I finished Joseph Rushbrook, or The Poacher by Frederick Marryat, originally published serially in 1841, and it's a good but very atypical work for the author. It's a rare story for adults by Marryat as a mature writer, but almost devoid of maritime themes (or Marryat butting into the narrative to go on a rant, which is a usually a feature, not a bug). In many ways it's characteristic of Marryat, such as his favorite plot device of having poor characters suddenly come into money, but it left me feeling nostalgic for his rougher early novels.

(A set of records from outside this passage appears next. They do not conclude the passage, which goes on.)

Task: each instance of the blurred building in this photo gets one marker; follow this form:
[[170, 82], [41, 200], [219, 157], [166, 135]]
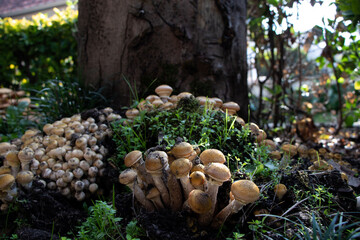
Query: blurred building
[[18, 9]]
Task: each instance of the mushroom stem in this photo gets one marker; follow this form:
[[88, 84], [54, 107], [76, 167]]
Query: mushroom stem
[[175, 193], [185, 182], [233, 207], [140, 197], [157, 202], [162, 188], [206, 218]]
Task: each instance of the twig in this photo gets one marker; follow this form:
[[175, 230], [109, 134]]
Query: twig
[[294, 206]]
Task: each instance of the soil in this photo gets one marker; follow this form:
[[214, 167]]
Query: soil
[[45, 214]]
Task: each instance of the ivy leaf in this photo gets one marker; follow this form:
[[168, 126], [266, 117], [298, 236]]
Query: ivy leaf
[[357, 85]]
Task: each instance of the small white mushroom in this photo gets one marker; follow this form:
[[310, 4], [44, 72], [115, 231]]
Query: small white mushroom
[[25, 156], [79, 186], [84, 165], [68, 176], [60, 173], [46, 173], [57, 166], [73, 163], [99, 164], [93, 127], [93, 171], [65, 191], [80, 196], [51, 185], [61, 183], [34, 166], [78, 173], [93, 187]]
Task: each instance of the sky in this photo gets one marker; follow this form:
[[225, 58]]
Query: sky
[[309, 16]]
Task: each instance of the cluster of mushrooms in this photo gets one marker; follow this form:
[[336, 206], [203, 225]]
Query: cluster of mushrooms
[[68, 156], [165, 101], [185, 179]]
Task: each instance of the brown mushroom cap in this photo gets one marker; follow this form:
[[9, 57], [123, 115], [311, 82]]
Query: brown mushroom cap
[[280, 190], [152, 98], [231, 107], [275, 155], [13, 159], [6, 181], [181, 167], [24, 177], [153, 162], [26, 154], [199, 201], [321, 165], [261, 136], [240, 121], [182, 149], [211, 156], [184, 95], [132, 158], [163, 90], [218, 102], [153, 193], [157, 103], [269, 143], [218, 172], [5, 170], [197, 178], [132, 113], [198, 167], [127, 176], [289, 149], [245, 191], [5, 147]]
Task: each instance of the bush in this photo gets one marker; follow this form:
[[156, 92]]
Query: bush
[[36, 50]]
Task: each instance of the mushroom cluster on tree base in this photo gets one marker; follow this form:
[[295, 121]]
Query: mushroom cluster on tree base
[[68, 155]]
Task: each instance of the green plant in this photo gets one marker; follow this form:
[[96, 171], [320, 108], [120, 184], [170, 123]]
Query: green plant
[[337, 229], [33, 51], [101, 223], [15, 122], [197, 125], [236, 236], [133, 232], [63, 98]]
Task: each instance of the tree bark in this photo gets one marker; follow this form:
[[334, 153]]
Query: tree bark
[[196, 45]]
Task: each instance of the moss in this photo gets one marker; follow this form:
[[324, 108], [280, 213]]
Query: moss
[[189, 104], [166, 73], [202, 88]]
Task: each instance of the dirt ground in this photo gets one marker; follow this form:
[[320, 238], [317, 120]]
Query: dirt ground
[[45, 214]]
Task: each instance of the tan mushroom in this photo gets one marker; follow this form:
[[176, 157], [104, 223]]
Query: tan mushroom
[[231, 107], [154, 196], [13, 161], [25, 178], [25, 156], [280, 190], [128, 178], [181, 168], [164, 92], [7, 182], [244, 192], [198, 180], [212, 156], [217, 173], [154, 164]]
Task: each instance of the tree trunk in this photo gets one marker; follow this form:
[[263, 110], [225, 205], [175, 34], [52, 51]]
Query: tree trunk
[[197, 46]]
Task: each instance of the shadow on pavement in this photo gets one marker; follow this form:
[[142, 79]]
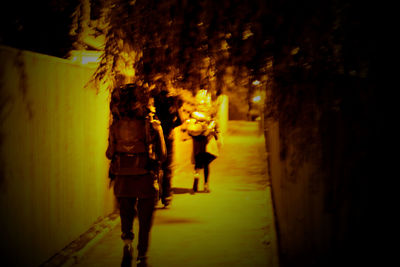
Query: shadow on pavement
[[177, 190]]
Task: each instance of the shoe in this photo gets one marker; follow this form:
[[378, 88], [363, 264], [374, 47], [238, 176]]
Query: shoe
[[206, 188], [196, 185], [166, 201], [141, 262], [127, 256]]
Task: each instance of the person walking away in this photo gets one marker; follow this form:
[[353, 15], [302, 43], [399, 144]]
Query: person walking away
[[204, 131], [136, 149], [167, 110]]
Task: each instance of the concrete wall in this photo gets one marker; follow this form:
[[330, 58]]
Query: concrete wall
[[53, 169]]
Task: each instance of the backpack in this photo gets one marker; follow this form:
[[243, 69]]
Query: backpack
[[135, 147]]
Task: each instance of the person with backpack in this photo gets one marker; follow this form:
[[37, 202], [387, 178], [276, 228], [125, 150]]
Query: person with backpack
[[205, 135], [136, 149], [167, 110]]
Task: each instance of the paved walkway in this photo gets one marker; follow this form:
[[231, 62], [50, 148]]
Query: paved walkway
[[231, 226]]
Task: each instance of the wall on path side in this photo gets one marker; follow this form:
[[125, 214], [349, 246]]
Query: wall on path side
[[53, 169]]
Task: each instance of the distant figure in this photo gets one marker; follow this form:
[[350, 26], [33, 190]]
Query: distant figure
[[167, 110], [136, 149], [204, 131]]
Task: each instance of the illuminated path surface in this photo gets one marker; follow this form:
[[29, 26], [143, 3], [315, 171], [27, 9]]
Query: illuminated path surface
[[231, 226]]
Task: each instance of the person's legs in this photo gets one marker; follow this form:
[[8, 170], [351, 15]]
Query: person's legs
[[206, 174], [127, 214], [166, 193], [145, 215], [196, 179]]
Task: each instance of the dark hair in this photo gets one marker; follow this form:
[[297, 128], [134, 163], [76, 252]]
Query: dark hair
[[130, 101]]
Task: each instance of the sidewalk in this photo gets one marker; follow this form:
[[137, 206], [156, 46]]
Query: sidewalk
[[231, 226]]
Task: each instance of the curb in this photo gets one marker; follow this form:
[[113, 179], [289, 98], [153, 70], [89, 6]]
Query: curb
[[76, 250]]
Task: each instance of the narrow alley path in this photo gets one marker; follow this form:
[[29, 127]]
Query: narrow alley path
[[231, 226]]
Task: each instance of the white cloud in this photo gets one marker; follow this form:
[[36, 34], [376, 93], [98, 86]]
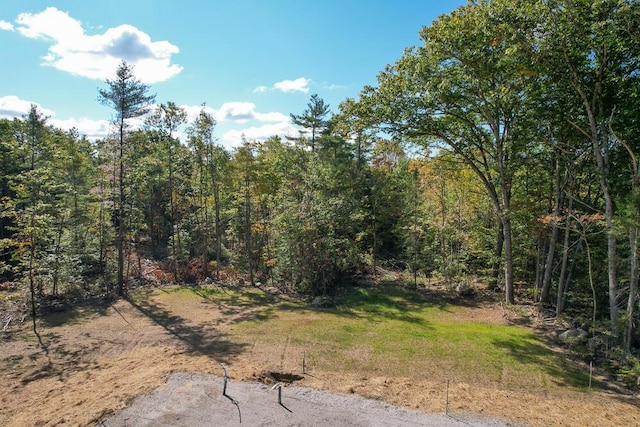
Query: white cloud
[[13, 107], [242, 112], [298, 85], [92, 129], [7, 26], [97, 56], [233, 138]]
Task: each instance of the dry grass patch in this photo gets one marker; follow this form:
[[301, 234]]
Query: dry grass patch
[[386, 343]]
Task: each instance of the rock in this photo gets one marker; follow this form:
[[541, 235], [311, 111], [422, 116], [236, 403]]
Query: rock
[[322, 302], [464, 290], [573, 335]]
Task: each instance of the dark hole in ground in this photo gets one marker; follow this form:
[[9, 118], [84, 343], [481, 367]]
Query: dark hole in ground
[[271, 377]]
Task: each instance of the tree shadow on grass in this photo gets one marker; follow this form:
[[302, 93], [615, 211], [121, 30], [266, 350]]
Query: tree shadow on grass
[[247, 304], [200, 339], [531, 351], [390, 302]]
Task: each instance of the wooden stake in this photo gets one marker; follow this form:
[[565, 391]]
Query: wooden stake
[[446, 409]]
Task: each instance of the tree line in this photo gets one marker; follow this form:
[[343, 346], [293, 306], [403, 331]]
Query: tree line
[[505, 147]]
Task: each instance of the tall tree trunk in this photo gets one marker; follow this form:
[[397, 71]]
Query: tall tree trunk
[[563, 276], [508, 261], [121, 210], [247, 217], [497, 256], [555, 231]]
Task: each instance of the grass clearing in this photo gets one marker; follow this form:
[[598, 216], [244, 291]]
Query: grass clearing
[[388, 330], [383, 342]]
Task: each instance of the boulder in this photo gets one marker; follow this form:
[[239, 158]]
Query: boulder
[[573, 335], [465, 290]]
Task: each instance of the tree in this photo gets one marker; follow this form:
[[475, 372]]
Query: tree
[[590, 47], [313, 118], [129, 98], [467, 88], [164, 121]]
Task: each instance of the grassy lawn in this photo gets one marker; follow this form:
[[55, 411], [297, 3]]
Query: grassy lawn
[[389, 331]]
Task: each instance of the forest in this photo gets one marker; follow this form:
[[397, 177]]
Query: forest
[[504, 149]]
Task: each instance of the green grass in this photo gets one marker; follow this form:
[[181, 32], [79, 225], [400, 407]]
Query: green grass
[[392, 331]]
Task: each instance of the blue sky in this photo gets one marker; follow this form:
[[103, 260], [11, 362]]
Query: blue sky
[[252, 62]]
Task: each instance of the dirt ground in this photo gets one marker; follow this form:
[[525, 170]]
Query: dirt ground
[[94, 362]]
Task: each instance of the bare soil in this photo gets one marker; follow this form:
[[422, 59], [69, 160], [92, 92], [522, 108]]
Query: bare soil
[[93, 362]]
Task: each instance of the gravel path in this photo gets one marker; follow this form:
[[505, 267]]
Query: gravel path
[[197, 400]]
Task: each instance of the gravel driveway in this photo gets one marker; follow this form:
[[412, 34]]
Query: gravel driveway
[[197, 400]]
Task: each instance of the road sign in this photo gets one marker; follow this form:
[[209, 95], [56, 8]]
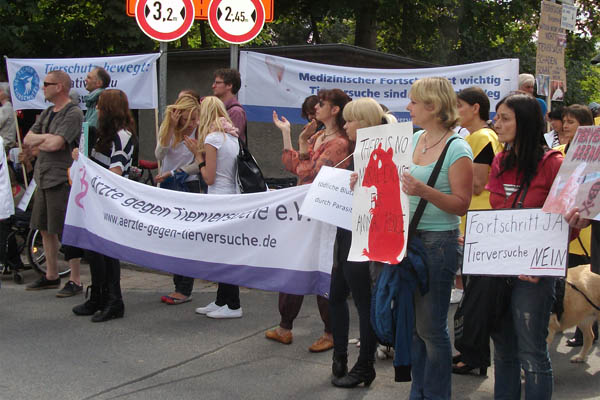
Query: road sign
[[164, 20], [236, 21], [201, 9]]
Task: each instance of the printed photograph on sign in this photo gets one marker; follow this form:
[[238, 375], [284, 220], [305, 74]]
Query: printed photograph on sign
[[380, 210], [557, 90], [578, 181], [543, 84], [514, 242]]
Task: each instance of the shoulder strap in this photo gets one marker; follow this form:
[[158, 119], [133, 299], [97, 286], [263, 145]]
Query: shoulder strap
[[431, 182]]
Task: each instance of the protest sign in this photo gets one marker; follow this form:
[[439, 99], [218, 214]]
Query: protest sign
[[577, 183], [550, 55], [329, 198], [380, 209], [256, 240], [282, 84], [135, 75], [7, 205], [515, 242]]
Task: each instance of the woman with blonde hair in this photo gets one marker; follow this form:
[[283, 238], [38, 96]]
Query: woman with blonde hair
[[216, 153], [353, 277], [433, 107], [179, 171]]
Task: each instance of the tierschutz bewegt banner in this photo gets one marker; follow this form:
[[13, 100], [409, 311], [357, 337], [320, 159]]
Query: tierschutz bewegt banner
[[135, 75], [257, 240], [277, 83]]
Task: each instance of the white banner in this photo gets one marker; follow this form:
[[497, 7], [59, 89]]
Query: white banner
[[278, 83], [515, 242], [380, 210], [7, 205], [135, 75], [330, 198], [257, 240]]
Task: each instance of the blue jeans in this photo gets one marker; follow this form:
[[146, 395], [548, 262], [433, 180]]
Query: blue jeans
[[521, 343], [431, 349]]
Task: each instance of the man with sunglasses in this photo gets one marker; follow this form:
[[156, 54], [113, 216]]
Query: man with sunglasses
[[226, 85], [54, 134]]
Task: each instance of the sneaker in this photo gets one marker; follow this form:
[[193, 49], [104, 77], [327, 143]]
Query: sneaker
[[70, 289], [209, 308], [43, 283], [225, 312], [456, 296]]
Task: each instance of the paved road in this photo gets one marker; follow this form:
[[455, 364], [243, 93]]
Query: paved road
[[169, 352]]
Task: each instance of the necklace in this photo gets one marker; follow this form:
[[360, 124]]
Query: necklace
[[425, 148]]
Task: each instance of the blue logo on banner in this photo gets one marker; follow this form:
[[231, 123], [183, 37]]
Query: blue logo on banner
[[26, 83]]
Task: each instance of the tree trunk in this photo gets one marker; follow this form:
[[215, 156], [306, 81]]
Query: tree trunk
[[365, 34]]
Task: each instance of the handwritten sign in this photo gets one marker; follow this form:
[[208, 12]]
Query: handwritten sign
[[577, 183], [550, 56], [380, 209], [329, 198], [515, 242]]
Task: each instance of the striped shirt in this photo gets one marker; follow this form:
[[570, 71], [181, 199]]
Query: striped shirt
[[121, 153]]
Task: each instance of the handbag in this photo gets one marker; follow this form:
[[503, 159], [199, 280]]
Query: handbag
[[249, 177]]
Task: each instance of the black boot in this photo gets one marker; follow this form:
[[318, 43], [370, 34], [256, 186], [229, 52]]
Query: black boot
[[339, 367], [114, 307], [362, 372], [93, 304]]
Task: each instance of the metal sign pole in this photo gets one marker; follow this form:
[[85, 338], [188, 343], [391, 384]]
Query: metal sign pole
[[234, 56], [162, 80]]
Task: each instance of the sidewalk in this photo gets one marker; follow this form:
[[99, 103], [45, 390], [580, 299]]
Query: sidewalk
[[169, 352]]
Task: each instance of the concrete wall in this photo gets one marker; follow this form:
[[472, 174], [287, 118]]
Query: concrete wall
[[194, 70]]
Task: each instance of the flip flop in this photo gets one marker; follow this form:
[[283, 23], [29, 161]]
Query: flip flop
[[174, 300]]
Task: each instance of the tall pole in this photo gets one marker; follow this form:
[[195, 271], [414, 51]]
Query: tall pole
[[162, 80], [234, 56]]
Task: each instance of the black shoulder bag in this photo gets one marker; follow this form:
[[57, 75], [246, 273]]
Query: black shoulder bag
[[249, 176]]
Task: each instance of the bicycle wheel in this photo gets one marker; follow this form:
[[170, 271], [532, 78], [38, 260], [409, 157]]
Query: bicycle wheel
[[37, 256]]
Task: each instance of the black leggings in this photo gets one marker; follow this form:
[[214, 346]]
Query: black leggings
[[346, 277]]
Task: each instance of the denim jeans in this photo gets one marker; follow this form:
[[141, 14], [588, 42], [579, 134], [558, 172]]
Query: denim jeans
[[431, 349], [521, 343]]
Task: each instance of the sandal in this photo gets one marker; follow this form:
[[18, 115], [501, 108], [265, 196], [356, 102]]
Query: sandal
[[175, 300]]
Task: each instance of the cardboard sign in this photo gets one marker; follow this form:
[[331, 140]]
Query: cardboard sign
[[550, 56], [329, 198], [577, 183], [380, 210], [515, 242]]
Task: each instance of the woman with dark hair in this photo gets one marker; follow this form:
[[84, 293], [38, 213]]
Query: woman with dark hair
[[522, 175], [433, 107], [112, 149], [474, 111], [331, 147], [574, 116]]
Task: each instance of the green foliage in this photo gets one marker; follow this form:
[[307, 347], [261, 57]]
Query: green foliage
[[445, 32]]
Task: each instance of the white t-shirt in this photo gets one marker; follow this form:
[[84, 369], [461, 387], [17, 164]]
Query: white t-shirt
[[227, 151], [176, 157]]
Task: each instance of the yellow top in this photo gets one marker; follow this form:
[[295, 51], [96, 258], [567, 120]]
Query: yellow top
[[478, 140]]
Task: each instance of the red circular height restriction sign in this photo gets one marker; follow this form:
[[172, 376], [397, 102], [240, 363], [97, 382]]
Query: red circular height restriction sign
[[164, 20], [236, 21]]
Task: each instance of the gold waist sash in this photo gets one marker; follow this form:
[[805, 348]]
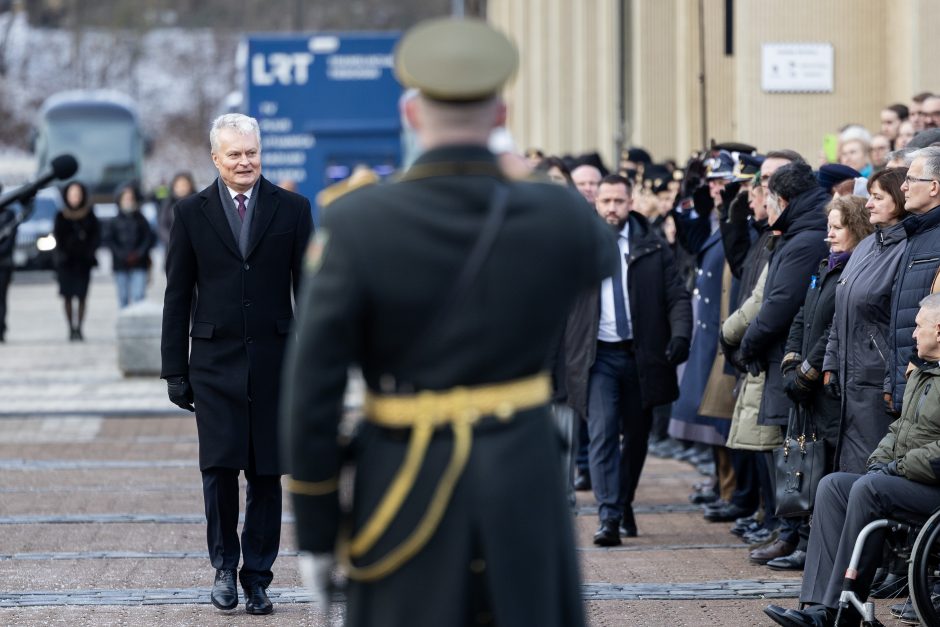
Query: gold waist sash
[[460, 408]]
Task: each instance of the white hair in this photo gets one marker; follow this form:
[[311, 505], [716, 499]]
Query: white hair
[[931, 157], [238, 122]]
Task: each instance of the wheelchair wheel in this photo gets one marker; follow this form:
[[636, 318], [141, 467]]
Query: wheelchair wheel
[[924, 571]]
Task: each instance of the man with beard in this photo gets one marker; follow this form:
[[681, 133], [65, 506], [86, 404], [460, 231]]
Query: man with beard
[[623, 344]]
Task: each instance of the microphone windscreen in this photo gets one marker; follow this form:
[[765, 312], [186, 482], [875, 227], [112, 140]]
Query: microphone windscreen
[[64, 166]]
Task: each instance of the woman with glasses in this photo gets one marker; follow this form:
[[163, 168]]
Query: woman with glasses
[[856, 355]]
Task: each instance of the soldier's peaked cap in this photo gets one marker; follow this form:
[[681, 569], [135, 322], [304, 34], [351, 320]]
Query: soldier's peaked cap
[[455, 60]]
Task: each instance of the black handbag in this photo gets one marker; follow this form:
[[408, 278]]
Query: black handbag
[[800, 464]]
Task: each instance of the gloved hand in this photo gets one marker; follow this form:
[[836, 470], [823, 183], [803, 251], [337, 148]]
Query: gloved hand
[[790, 361], [754, 367], [740, 209], [883, 468], [797, 387], [677, 351], [727, 348], [704, 203], [180, 392], [728, 193], [889, 405], [831, 384], [316, 572]]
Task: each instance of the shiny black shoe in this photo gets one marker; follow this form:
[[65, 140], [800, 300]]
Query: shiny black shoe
[[582, 481], [224, 594], [257, 601], [608, 534]]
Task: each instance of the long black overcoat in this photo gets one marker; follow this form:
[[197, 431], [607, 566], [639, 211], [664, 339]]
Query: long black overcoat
[[240, 323]]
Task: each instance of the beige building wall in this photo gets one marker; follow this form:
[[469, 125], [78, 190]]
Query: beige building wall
[[565, 99]]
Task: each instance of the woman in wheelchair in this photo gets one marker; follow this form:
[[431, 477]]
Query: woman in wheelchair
[[902, 482]]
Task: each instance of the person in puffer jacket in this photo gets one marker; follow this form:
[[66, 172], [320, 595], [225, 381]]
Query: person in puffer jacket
[[903, 477]]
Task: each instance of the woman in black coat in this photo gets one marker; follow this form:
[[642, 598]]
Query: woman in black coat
[[130, 240], [802, 365], [77, 234]]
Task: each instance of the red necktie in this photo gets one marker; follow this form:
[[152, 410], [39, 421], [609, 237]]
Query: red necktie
[[241, 206]]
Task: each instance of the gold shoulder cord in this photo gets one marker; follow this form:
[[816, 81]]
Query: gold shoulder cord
[[459, 408], [404, 481]]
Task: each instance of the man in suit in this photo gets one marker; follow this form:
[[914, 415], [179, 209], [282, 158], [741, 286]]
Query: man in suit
[[623, 343], [234, 256], [455, 368]]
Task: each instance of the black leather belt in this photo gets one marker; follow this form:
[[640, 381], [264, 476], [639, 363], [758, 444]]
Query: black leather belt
[[626, 345]]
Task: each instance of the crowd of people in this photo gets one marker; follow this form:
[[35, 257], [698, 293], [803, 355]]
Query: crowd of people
[[761, 300]]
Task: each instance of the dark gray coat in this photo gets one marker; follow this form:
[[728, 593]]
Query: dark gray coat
[[793, 261], [240, 322], [660, 309], [858, 344]]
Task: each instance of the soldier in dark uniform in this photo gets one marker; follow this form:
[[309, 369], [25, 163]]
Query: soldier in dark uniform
[[458, 515]]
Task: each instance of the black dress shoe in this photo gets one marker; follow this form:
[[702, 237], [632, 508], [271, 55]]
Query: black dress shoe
[[794, 561], [256, 600], [224, 593], [582, 481], [727, 514], [608, 534]]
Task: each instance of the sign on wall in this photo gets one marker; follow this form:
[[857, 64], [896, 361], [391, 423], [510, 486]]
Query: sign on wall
[[797, 68]]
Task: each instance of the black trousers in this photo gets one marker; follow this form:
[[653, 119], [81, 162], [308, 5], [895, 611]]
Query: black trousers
[[845, 503], [6, 276], [261, 533]]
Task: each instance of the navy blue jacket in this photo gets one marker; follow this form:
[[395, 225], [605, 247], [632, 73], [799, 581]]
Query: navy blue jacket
[[914, 278]]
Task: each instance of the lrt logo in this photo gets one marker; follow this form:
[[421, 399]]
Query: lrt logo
[[285, 68]]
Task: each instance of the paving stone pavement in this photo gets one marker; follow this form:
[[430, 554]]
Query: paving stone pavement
[[101, 508]]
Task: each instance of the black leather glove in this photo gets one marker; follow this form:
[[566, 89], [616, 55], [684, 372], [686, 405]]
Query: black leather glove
[[889, 405], [180, 392], [790, 362], [677, 351], [728, 193], [704, 203], [797, 387], [740, 209], [831, 384]]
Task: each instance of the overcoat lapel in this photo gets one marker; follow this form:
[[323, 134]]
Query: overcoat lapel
[[215, 213], [265, 209]]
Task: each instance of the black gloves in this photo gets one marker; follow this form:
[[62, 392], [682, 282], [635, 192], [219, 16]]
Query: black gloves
[[831, 384], [677, 351], [704, 203], [180, 392], [728, 193], [882, 468], [889, 405]]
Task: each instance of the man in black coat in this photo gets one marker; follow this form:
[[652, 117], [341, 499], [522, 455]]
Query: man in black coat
[[455, 375], [234, 257], [795, 205], [621, 353]]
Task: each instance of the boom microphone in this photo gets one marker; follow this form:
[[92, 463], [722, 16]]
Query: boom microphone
[[62, 167]]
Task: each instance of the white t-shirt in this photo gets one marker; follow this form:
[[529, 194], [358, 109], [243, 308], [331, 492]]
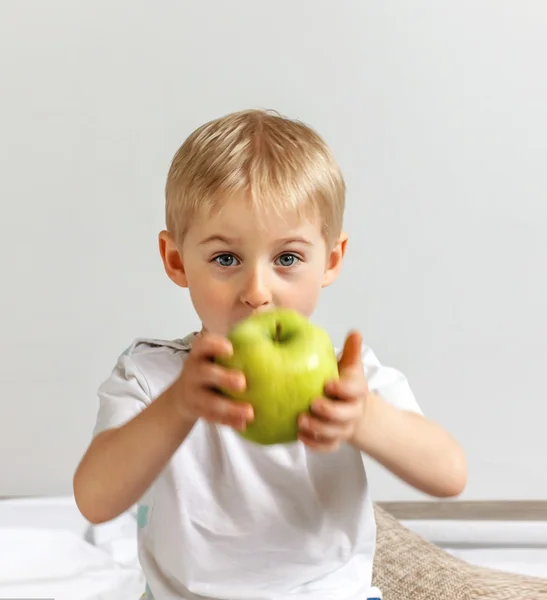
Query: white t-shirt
[[229, 519]]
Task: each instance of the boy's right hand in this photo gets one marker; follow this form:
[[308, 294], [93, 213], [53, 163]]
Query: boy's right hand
[[197, 392]]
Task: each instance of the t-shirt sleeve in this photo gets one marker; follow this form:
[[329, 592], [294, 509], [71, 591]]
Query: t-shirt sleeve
[[122, 396], [388, 383]]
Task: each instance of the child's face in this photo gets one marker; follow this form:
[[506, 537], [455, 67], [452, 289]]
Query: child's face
[[233, 266]]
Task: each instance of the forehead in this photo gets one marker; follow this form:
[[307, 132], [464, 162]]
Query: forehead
[[236, 217]]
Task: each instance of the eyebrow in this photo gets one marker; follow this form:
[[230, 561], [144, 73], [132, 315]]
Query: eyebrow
[[231, 241], [217, 238]]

The Poacher is a short book with many twists and turns and reversals of fortune, almost Dickensian in feel, and Marryat has uncharacteristically tight control over the plot. It's so Dickensian there's a weird antisemitic bit where a Jewish woman falls in love with a rando (Christian) character, sending her relatives into a murderous rage. (I guess I should be grateful Marryat didn't feel the need to sprinkle in more antiblack racism). With a lot of aliases used by the hero and other characters, and a few Irish characters from Galway, in many ways it echoes The King's Own—but it has a much happier ending where (almost) everyone survives.
As Marryat novels go, this is one of his stronger entries in terms of objective quality, but it's not a midshipman novel, it's not autobiographical, and it doesn't draw heavily on Marryat's maritime knowledge. In other words it doesn't have much to recommend it unless you're already a Marryat fan or completist. I know that Marryat in later life actually employed a former poacher as one of his gamekeepers (which was not uncommon, akin to hiring a former computer hacker to provide IT security), but The Poacher has very little in the way of actual poaching, or commentary on the privatization of public lands.